Medical Discount Cards: Stakeholders Consumers and Health Insurance Companies

http://www.nahu.org/legislative/discountplans.pdf

is a website address that gives a position paper by a lobbying group for health insurance industry that Opposes medical discount cards. These cards are less present in the marketplace than they should be. The premise is simple, you pay for the card and you get a discount of the cost of certain health care and services or products.

You probably don't have to be a rocket scientist to predict what the paper says, the National Association of Health Underwriters is against stand-alone discount cards. Naturally, they also highlight that such "discounts" are part and parcel options for certain health insurance plans.

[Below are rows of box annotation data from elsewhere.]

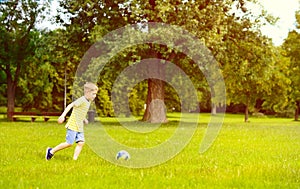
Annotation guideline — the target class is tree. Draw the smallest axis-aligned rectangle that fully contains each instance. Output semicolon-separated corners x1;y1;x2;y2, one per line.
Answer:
283;11;300;121
0;0;46;119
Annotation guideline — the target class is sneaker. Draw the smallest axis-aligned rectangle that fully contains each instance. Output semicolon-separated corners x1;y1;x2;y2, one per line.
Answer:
45;147;53;161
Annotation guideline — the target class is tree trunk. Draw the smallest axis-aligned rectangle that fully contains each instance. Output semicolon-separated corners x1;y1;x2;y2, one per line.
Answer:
211;103;217;115
6;72;16;121
295;101;300;121
143;60;167;123
245;105;249;122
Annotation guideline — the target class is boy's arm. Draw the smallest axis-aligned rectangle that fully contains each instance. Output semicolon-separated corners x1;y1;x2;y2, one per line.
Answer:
57;102;75;123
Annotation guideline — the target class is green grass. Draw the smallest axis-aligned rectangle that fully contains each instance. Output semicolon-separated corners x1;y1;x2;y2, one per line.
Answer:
0;114;300;189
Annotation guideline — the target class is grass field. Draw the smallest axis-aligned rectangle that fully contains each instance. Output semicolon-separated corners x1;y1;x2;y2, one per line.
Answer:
0;114;300;189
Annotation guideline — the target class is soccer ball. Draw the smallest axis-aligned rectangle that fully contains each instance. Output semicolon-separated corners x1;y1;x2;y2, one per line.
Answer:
116;150;130;160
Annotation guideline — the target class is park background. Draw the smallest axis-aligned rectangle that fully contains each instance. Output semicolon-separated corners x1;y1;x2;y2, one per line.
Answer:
0;0;300;188
0;0;300;121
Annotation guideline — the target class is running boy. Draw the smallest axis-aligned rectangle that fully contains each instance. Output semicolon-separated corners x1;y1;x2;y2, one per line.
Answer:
46;83;98;160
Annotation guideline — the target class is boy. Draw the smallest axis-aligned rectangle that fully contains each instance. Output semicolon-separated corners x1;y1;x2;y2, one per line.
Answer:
46;83;98;160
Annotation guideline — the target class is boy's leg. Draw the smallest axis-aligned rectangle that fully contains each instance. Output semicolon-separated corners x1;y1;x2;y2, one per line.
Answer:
50;142;72;154
73;132;84;160
46;129;77;160
73;141;84;160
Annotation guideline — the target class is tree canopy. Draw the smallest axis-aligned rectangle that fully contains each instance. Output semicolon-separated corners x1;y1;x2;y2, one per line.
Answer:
0;0;300;121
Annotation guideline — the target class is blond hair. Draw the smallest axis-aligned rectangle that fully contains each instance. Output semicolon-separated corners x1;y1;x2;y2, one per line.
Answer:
83;82;98;93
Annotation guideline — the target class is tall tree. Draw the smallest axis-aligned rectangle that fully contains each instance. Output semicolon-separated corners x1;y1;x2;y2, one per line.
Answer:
283;11;300;120
0;0;46;119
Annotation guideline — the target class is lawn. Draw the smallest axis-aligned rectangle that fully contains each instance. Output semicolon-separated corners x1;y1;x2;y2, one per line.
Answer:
0;114;300;189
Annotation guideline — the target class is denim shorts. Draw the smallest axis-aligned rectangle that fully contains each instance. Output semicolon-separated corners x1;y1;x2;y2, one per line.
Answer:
66;129;84;144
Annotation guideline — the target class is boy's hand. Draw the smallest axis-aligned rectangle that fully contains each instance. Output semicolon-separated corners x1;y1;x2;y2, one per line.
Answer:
57;116;65;124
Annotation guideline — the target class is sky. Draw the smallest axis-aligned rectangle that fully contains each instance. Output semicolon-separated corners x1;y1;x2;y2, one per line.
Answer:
41;0;300;45
259;0;300;45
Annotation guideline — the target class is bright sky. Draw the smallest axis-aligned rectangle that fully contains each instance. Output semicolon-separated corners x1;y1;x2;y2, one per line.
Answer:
42;0;300;45
259;0;300;45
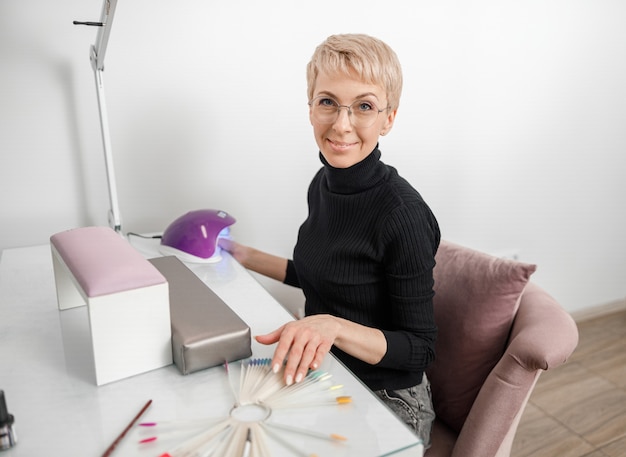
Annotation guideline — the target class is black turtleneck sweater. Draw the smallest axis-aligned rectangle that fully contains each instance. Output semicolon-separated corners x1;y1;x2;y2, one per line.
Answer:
285;148;440;390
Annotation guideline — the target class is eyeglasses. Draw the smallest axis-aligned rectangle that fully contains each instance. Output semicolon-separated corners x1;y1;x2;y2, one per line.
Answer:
308;95;389;129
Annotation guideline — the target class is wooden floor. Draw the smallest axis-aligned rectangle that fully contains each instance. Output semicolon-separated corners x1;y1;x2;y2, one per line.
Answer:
511;311;626;457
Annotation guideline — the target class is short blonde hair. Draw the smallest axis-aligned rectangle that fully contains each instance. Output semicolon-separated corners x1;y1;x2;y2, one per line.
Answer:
306;34;402;109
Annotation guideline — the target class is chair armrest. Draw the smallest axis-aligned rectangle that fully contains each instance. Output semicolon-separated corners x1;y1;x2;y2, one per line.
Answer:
506;283;578;371
452;283;578;457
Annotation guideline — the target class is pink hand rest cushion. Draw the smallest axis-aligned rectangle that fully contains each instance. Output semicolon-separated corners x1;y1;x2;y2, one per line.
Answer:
427;241;536;432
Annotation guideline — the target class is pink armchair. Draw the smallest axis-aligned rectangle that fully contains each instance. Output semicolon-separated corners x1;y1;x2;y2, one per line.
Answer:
425;241;578;457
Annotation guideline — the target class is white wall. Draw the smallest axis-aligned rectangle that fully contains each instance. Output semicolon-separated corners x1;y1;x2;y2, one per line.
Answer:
0;0;626;311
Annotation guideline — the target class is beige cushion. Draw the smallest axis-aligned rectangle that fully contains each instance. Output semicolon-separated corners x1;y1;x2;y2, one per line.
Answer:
428;241;536;433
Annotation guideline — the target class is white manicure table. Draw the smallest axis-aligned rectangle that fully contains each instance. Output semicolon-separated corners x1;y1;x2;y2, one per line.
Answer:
0;237;423;457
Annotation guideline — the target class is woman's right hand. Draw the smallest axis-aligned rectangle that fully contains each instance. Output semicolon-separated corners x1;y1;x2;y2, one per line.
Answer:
217;238;287;282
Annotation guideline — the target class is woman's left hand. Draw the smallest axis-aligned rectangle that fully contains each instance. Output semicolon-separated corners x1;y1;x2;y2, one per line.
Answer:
255;314;342;385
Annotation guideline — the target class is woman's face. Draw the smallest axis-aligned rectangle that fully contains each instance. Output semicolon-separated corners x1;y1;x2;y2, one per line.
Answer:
309;68;396;168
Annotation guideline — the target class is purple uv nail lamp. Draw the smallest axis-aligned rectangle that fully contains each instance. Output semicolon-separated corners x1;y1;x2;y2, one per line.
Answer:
159;209;236;263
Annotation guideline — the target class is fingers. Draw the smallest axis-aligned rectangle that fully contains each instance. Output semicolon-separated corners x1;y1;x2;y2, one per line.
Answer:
255;322;332;385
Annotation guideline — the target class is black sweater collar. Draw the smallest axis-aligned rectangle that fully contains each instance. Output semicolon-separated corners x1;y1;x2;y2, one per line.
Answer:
320;145;387;194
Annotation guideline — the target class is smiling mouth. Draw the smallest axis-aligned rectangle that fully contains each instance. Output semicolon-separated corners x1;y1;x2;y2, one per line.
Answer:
328;140;355;149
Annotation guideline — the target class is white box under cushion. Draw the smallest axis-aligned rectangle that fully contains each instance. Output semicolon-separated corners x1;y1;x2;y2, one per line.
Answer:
50;227;172;385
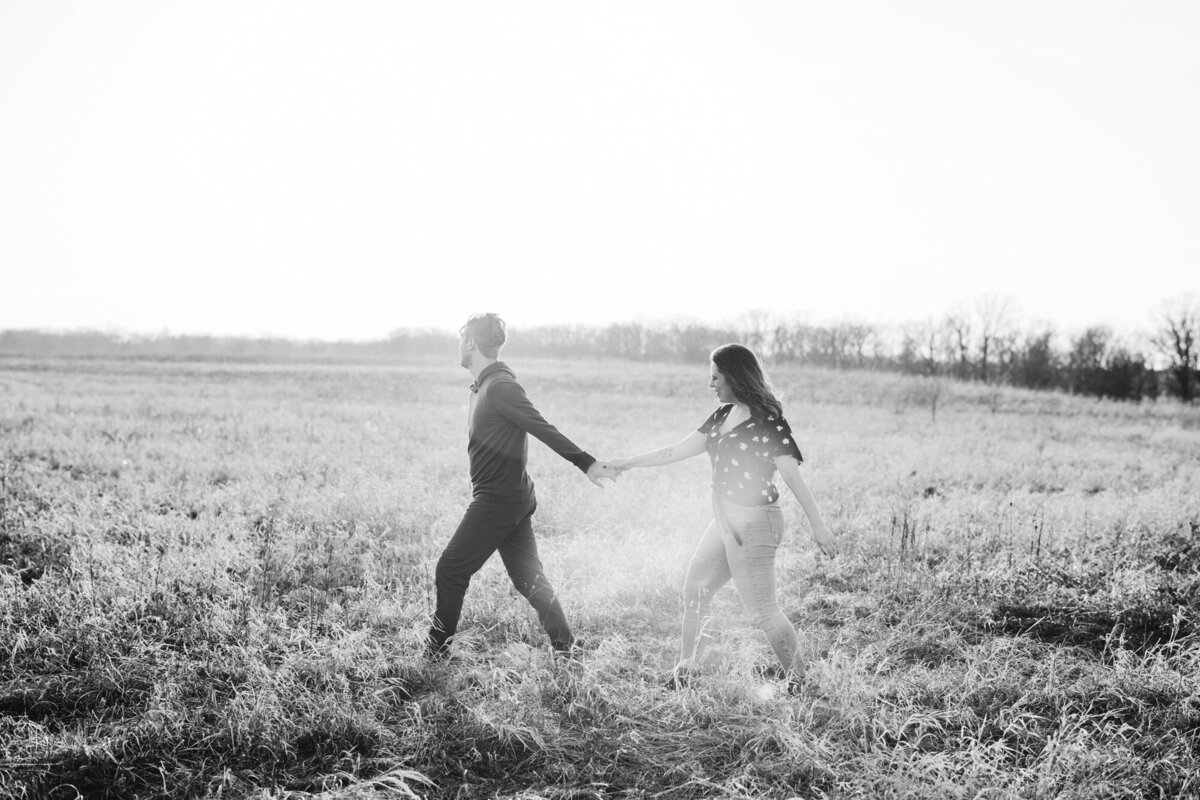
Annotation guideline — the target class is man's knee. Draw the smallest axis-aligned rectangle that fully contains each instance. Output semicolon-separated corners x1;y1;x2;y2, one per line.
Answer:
433;553;472;590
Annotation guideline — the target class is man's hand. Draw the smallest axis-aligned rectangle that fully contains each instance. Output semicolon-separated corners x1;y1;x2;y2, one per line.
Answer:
587;461;620;489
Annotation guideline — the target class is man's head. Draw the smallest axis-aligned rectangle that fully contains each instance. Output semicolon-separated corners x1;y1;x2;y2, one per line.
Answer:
458;313;508;367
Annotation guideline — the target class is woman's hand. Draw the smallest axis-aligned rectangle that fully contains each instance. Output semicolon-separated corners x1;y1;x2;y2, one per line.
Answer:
812;524;838;558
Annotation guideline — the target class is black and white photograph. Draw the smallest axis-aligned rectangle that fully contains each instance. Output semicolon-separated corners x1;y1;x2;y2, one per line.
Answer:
0;0;1200;800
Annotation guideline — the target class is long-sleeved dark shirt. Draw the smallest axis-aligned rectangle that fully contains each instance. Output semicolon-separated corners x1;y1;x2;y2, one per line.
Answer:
467;361;596;501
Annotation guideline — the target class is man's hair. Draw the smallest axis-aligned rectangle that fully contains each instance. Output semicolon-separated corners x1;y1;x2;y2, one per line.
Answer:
458;313;508;359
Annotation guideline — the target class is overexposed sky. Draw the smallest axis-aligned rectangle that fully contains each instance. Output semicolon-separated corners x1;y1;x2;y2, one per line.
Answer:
0;0;1200;338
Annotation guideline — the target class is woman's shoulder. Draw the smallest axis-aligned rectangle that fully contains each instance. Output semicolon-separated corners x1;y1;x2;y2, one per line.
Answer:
760;411;792;433
700;403;733;431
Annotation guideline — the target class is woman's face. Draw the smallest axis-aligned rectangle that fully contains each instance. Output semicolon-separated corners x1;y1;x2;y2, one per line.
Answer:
708;363;737;403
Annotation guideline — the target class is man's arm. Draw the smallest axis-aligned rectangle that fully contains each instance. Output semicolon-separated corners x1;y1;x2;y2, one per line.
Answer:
487;378;596;472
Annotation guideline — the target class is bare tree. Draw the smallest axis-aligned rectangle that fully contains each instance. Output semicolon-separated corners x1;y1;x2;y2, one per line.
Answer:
976;295;1016;384
943;311;973;380
1151;294;1200;403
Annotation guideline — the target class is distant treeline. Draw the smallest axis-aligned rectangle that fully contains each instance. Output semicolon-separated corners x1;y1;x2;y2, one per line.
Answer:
0;297;1200;403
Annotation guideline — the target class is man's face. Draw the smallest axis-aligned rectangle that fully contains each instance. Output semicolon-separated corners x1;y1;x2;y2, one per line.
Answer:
458;331;475;368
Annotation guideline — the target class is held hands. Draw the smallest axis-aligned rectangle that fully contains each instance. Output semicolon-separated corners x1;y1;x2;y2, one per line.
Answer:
587;461;622;489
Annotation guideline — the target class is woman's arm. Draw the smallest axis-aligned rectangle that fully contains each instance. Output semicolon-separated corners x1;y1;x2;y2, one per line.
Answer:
775;456;838;557
608;431;704;471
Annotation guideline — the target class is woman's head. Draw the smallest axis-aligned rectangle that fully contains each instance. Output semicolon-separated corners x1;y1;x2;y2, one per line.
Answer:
712;344;782;419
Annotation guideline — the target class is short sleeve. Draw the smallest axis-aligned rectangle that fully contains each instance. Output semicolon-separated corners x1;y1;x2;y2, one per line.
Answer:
761;416;804;464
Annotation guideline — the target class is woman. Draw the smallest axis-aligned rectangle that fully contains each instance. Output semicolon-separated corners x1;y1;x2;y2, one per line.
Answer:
611;344;836;691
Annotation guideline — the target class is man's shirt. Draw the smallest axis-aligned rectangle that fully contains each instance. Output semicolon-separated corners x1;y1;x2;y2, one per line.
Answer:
467;361;596;501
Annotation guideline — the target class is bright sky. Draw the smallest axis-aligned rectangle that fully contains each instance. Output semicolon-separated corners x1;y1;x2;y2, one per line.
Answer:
0;0;1200;338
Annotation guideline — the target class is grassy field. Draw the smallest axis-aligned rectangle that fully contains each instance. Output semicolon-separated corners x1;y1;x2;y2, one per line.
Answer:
0;353;1200;799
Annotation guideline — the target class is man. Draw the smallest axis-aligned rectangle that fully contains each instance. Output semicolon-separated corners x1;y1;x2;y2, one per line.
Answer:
427;314;616;658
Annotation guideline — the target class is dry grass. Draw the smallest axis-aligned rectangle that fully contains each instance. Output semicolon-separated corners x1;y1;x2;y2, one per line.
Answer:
0;359;1200;799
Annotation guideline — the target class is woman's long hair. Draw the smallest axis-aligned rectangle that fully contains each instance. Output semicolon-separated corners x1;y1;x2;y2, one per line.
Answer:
712;344;784;420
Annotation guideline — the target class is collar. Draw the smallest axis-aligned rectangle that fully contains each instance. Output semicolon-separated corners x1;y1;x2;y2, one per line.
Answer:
470;361;516;392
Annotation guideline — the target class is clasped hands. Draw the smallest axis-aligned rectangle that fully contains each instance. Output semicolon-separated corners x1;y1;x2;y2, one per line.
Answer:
587;458;629;489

The paper points out facts about medical discount cards: They are not insurance, they may be sponsored by fly by night companies and the cost of the card itself may not make sense in terms of what they offer discounts on. However, the paper is not persuasive in extinguishing the concept of the medical discount card, mostly because of the health insurance industry itself. The health insurance industry, motivated by profit, has increased its own share of health care dollars by covering less for more money. Instead of trying to extinguish the competition, perhaps the medical discount card companies should be expanding, offering routine medical care from providers at a reduced cost. In a way, the concept returns to an idea that made group health insurance historically a better way for people to get health insurance through the power of numbers: you will have access to our client base of x people if you accept less than the going rate for medical care.

If the medical discount companies are smart and not too greedy, they can increase their marketshare by backtracking in the health insurance company footsteps before health insurance companies became exploitive money machines that provided less for more money.